To retrieve and/or send data from Microsoft 365 applications such as Teams, SharePoint, Insights, and many others, we need to follow a certain configuration within our Azure platform.

First, it is essential to have an Office 365 environment. In this example, we will use the Azure environment of Mediawind.

In AAD (Azure Active Directory), go to:

"Enterprise applications" ➔ "Manage" ➔ "All applications"

Alternative text

This list contains all the applications in our AAD. As we can see, there is a GreenPlayer Meeting application in the list. That is the one we need!

Click on the application, then "Security" ➔ "Permissions"

You will then see a list of permissions like the one below. These permissions represent the access we are entitled to when we use the Graph API.

Current permissions of the selected application

These permissions are enabled and disabled through an Azure Administrator account.

For the Meeting module, we will need several of them:

  • User.Read (reads the data of the signed-in user)

  • User.Read.All (reads the data of any user in the application)

  • openid (enables sign-in)

  • profile (enables profile retrieval)

And especially:

  • Presence.Read (reads the Teams status of the signed-in user)

  • Presence.Read.All (reads the Teams statuses of all users in our organization)

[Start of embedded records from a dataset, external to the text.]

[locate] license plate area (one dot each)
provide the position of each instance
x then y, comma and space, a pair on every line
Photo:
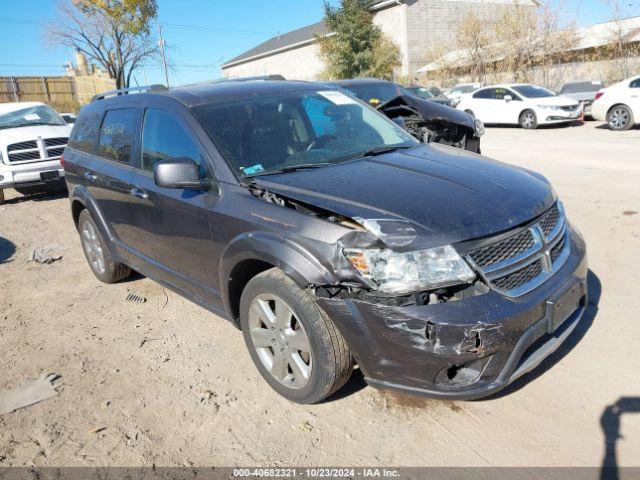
51, 176
565, 305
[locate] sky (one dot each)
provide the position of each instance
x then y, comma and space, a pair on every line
200, 34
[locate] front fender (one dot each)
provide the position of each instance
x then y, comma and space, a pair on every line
277, 250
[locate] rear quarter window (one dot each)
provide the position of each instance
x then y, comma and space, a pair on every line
117, 135
84, 135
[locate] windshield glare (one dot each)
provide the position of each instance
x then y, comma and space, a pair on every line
531, 91
266, 134
38, 115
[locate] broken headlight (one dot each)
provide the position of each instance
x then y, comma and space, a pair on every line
403, 272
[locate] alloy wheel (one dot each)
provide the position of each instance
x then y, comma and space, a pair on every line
93, 248
280, 341
619, 118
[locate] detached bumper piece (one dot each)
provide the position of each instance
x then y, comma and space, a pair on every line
475, 346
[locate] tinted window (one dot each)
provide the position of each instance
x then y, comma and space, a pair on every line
84, 135
164, 137
117, 135
262, 134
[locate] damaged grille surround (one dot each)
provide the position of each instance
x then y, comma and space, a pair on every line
524, 260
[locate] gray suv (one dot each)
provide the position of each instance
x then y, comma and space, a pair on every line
328, 235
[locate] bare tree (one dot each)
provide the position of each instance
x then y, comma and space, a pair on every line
115, 34
475, 39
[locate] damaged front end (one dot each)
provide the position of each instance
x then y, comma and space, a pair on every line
431, 122
438, 331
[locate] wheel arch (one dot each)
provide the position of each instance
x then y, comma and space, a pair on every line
253, 253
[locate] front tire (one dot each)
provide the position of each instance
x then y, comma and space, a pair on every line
528, 120
297, 349
97, 252
620, 118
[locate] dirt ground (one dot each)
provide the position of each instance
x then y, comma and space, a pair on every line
167, 383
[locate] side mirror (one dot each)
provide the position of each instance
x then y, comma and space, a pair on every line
179, 173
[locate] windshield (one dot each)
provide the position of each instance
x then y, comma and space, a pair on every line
38, 115
260, 135
375, 93
531, 91
420, 92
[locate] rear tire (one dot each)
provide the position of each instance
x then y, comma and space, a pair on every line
97, 253
296, 348
528, 120
620, 118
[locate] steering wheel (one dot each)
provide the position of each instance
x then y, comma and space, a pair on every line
321, 141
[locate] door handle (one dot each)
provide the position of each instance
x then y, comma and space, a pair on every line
139, 193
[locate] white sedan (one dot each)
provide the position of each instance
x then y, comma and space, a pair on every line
520, 104
619, 104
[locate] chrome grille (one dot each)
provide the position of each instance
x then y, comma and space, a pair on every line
518, 263
35, 150
22, 146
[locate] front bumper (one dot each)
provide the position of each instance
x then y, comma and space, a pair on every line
23, 175
486, 341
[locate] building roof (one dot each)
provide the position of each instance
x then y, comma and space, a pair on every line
593, 36
293, 39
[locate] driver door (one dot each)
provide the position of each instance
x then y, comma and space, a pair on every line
173, 235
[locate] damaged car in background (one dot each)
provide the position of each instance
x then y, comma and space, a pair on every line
428, 120
330, 236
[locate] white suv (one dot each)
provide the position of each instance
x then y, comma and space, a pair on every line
619, 104
32, 138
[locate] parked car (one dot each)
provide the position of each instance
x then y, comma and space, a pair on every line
426, 120
329, 236
69, 117
32, 138
456, 92
619, 104
520, 104
582, 91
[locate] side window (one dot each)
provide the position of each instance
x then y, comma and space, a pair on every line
164, 137
117, 135
487, 93
85, 133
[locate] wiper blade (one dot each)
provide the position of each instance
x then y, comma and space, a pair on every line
372, 152
291, 168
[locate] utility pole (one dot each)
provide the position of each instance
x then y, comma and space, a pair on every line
164, 60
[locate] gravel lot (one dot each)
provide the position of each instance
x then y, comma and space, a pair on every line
167, 383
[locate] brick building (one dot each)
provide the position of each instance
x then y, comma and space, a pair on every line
415, 26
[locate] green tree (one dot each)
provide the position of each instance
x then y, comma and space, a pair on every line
355, 46
115, 34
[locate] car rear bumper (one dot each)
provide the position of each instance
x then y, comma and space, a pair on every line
30, 174
465, 349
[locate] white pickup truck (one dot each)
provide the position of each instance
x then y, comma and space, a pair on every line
32, 138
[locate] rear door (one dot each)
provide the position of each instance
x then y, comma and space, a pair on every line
108, 177
172, 227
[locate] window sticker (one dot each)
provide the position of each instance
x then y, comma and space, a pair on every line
253, 169
337, 98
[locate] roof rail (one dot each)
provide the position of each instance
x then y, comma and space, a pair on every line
127, 91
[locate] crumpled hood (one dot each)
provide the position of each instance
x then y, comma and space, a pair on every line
430, 110
447, 194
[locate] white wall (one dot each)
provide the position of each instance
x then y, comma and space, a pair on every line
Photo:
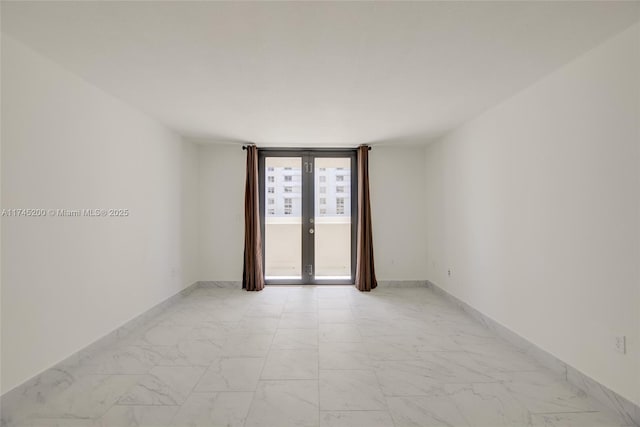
221, 177
397, 177
397, 198
68, 281
535, 206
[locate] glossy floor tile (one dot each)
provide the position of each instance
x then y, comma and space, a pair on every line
312, 356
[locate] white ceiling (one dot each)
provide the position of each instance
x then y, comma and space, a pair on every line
300, 73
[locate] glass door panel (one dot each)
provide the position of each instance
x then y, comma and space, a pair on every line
332, 218
283, 218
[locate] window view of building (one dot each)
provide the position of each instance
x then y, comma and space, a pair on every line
285, 187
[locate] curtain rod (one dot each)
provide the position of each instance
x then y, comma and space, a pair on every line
244, 147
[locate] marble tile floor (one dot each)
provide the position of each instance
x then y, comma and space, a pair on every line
313, 356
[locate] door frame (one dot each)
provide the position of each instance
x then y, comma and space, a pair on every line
308, 155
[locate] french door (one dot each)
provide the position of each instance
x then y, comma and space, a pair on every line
307, 211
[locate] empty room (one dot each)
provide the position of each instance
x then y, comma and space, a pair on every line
320, 214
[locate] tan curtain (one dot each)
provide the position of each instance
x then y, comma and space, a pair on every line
252, 277
365, 271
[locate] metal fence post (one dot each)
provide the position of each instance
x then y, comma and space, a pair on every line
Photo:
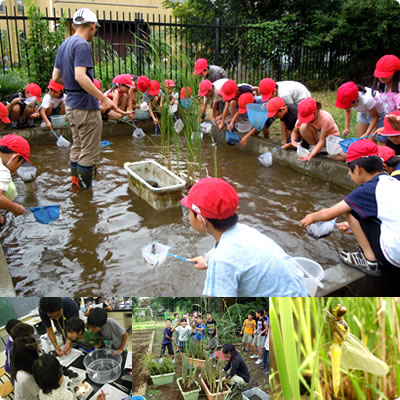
217, 40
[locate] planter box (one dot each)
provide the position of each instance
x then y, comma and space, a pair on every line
255, 393
192, 395
213, 396
155, 184
199, 363
163, 379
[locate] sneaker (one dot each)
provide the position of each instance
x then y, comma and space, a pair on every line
358, 261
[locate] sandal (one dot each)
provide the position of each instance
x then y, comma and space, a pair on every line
358, 261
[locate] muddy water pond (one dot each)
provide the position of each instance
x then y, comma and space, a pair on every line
95, 245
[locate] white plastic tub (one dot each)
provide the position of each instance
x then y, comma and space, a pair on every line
58, 121
313, 273
103, 366
155, 184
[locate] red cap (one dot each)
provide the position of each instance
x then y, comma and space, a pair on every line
186, 92
97, 83
4, 113
212, 198
169, 83
228, 90
17, 144
124, 79
55, 86
387, 66
306, 109
34, 90
361, 148
200, 65
245, 98
143, 83
346, 94
274, 105
388, 130
386, 153
204, 87
154, 88
267, 86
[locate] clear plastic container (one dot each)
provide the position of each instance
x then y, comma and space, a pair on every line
103, 366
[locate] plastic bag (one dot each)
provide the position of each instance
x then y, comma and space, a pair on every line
265, 159
321, 229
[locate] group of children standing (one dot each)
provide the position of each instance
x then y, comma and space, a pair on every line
38, 375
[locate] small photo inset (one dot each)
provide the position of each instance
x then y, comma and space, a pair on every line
200, 348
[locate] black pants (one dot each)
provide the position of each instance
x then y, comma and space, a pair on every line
169, 347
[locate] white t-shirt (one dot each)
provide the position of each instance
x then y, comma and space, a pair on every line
183, 332
292, 92
61, 393
367, 102
247, 263
49, 100
25, 387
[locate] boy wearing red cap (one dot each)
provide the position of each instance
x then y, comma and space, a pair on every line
210, 72
22, 106
209, 91
14, 151
370, 112
244, 262
371, 211
53, 103
314, 126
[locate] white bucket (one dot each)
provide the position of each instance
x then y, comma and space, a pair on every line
313, 273
333, 145
58, 121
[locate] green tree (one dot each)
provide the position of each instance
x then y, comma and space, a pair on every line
39, 49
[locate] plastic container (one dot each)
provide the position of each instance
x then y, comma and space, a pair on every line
58, 121
155, 184
155, 253
254, 393
333, 145
102, 366
313, 273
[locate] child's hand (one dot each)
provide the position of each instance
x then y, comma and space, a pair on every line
199, 262
344, 227
18, 209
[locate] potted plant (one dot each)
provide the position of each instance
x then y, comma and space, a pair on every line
162, 371
197, 353
188, 385
211, 381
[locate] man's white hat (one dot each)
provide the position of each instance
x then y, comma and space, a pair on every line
83, 16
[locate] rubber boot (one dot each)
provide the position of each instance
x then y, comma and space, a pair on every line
85, 176
74, 173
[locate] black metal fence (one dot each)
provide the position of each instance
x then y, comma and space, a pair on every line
145, 44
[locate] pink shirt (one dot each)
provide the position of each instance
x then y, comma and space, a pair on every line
324, 123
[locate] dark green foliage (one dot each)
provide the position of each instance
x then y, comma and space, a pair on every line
39, 49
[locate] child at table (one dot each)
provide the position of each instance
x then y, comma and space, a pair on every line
75, 330
113, 333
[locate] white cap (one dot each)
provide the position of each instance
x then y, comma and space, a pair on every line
83, 16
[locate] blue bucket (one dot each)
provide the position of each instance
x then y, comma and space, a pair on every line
257, 115
345, 144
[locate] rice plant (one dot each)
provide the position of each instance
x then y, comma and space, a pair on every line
300, 363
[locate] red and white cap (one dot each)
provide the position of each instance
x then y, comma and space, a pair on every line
18, 145
200, 65
204, 87
212, 198
361, 148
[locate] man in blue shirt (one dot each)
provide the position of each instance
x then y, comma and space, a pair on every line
74, 69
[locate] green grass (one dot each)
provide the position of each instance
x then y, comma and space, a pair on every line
300, 363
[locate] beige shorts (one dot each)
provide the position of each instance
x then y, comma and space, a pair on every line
86, 127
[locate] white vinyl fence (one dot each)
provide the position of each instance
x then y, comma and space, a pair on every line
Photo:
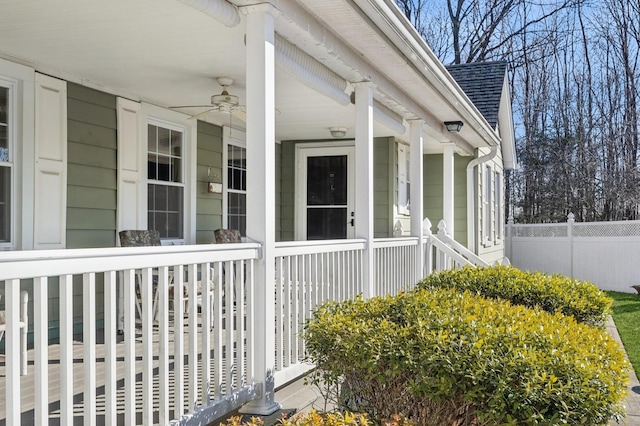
605, 253
180, 346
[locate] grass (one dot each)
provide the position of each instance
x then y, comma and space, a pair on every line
626, 315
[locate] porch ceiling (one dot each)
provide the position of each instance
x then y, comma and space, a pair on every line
167, 53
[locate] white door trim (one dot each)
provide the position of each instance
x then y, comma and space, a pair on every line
304, 150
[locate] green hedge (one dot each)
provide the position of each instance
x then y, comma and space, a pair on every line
445, 357
553, 293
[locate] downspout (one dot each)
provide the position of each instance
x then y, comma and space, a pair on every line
220, 10
471, 197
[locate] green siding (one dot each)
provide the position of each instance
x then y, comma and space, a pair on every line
91, 186
278, 183
383, 197
432, 189
209, 168
287, 190
460, 198
91, 168
383, 171
433, 195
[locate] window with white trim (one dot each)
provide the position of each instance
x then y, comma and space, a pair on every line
487, 199
237, 187
165, 174
7, 173
6, 163
404, 180
499, 210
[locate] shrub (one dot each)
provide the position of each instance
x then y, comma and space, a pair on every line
553, 293
445, 357
314, 418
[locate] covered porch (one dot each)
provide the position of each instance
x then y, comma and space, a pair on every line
112, 126
190, 365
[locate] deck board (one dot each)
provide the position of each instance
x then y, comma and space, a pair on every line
27, 383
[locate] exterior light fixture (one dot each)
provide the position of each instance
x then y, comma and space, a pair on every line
338, 132
453, 126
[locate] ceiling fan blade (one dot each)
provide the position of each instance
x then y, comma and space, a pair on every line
202, 114
241, 114
191, 106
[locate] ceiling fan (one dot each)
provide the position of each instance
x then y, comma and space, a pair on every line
224, 102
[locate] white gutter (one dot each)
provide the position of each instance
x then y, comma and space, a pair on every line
471, 196
221, 10
309, 71
425, 60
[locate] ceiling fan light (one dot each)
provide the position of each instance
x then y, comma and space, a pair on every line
224, 99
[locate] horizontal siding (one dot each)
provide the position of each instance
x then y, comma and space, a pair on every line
287, 191
209, 169
91, 181
91, 168
383, 196
432, 189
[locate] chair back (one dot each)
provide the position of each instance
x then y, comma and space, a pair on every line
139, 238
226, 236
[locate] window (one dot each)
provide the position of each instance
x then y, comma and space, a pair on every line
165, 203
6, 164
237, 188
404, 180
487, 214
499, 211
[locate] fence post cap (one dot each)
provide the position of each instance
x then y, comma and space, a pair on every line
426, 226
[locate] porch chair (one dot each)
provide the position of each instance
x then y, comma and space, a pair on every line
228, 236
23, 324
140, 238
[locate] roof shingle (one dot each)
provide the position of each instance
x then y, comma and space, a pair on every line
482, 82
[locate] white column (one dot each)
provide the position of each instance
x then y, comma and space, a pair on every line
416, 197
261, 197
364, 181
447, 186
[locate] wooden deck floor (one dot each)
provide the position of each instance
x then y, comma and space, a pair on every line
27, 383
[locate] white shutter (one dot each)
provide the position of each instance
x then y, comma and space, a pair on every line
50, 203
131, 214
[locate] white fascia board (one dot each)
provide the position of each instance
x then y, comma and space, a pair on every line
507, 129
405, 37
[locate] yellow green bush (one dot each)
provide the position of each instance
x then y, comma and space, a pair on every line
315, 418
552, 293
442, 357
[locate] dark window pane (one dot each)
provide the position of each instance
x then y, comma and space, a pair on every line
5, 204
236, 179
4, 143
174, 198
4, 105
326, 223
327, 180
152, 166
152, 137
174, 225
165, 205
163, 141
176, 143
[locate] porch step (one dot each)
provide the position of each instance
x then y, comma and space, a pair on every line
293, 397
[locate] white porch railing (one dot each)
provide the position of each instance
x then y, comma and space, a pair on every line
396, 261
443, 252
309, 273
185, 356
187, 360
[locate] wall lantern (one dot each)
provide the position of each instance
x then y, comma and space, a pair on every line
453, 126
338, 132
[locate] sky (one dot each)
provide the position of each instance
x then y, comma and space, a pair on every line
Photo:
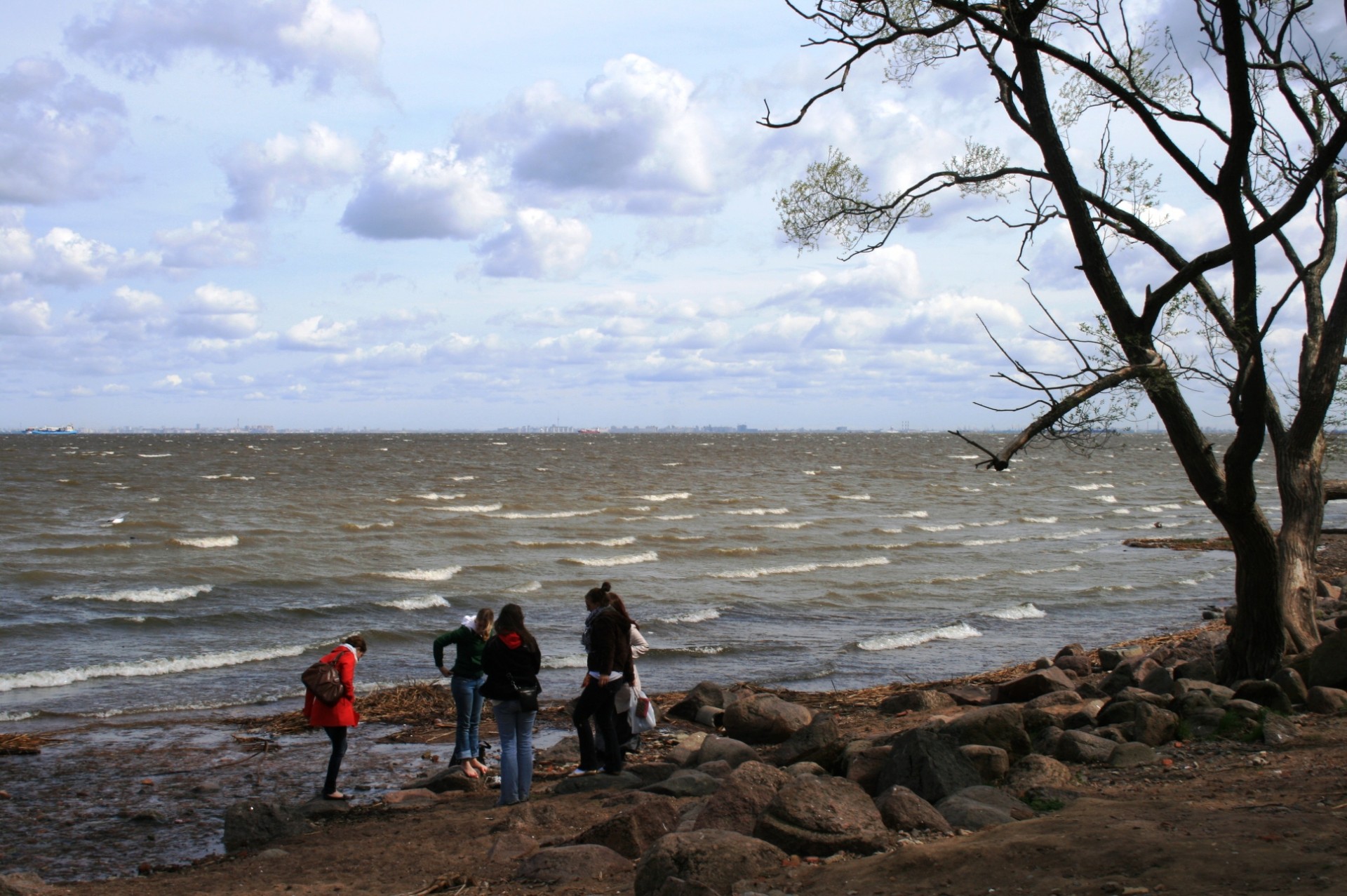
433, 215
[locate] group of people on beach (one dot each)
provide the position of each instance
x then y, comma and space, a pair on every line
497, 659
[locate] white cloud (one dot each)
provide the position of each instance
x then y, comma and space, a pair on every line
54, 131
313, 335
537, 246
287, 168
638, 142
287, 38
215, 312
26, 317
413, 196
208, 244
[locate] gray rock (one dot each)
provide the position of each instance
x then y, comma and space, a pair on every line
251, 824
1079, 747
821, 817
1132, 755
1001, 726
916, 702
566, 864
764, 718
819, 742
589, 783
992, 761
928, 765
1292, 685
903, 810
742, 796
1326, 701
1038, 771
711, 859
1279, 729
1265, 693
725, 748
1033, 685
1329, 663
635, 829
685, 783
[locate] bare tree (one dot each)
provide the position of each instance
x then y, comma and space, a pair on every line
1253, 123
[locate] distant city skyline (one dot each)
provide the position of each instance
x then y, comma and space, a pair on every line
375, 212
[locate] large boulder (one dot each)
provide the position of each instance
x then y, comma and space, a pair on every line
1033, 685
916, 702
716, 749
635, 829
927, 764
711, 859
1329, 663
903, 810
1036, 771
742, 796
1001, 726
251, 824
819, 742
821, 817
566, 864
764, 718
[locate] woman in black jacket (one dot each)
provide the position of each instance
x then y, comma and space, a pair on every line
609, 664
511, 660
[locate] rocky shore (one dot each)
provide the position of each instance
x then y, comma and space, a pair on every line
1121, 770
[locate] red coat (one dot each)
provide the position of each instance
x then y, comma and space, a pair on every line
344, 714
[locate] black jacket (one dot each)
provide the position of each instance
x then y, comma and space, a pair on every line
610, 646
502, 663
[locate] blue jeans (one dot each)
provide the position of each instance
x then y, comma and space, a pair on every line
468, 708
516, 729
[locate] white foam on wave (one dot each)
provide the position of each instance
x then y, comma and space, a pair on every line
572, 660
1017, 612
417, 603
626, 559
957, 632
558, 515
139, 594
572, 542
1073, 568
426, 575
697, 616
142, 669
217, 541
802, 568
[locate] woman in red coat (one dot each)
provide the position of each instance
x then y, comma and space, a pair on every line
342, 714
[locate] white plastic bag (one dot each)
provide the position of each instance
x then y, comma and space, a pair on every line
641, 711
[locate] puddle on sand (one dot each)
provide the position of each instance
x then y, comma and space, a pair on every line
83, 809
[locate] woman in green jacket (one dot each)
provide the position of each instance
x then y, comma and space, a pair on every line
465, 681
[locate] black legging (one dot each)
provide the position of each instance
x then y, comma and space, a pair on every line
337, 735
598, 702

How to add these permissions?

Still on the permissions page, click on Application Registration.

Alternative text

Once on this page, you can add the desired permissions.

WARNING!

Add permissions carefully! Each permission has a certain level of access to your application data, and some of them can expose data quite broadly. Therefore, make sure to research them before adding them.

Adding or removing permissions can have a significant impact on the applications in the organization.

Microsoft Graph permissions reference - Microsoft Graph

In addition, only an admin user can add permissions.

It is possible to link your Office365 account with your Meeting module.

Go to "Administration" ➔ "Office 365", then click to sign in.

During this operation, Meeting will make a Graph call to obtain credentials that will be inserted into the "modules_meeting_graph" table.

Alternative text

In the table, you will find your access_token, a JWT token that contains all the information Graph needs to identify you, along with the permissions mentioned above.

And in the "scope" column, we can see the permissions granted to our user; it should normally include the two scopes "Presence.Read" and "Presence.Read.All".

Each time you sign in, a new call is made to Graph, and therefore the token is inserted again in the database.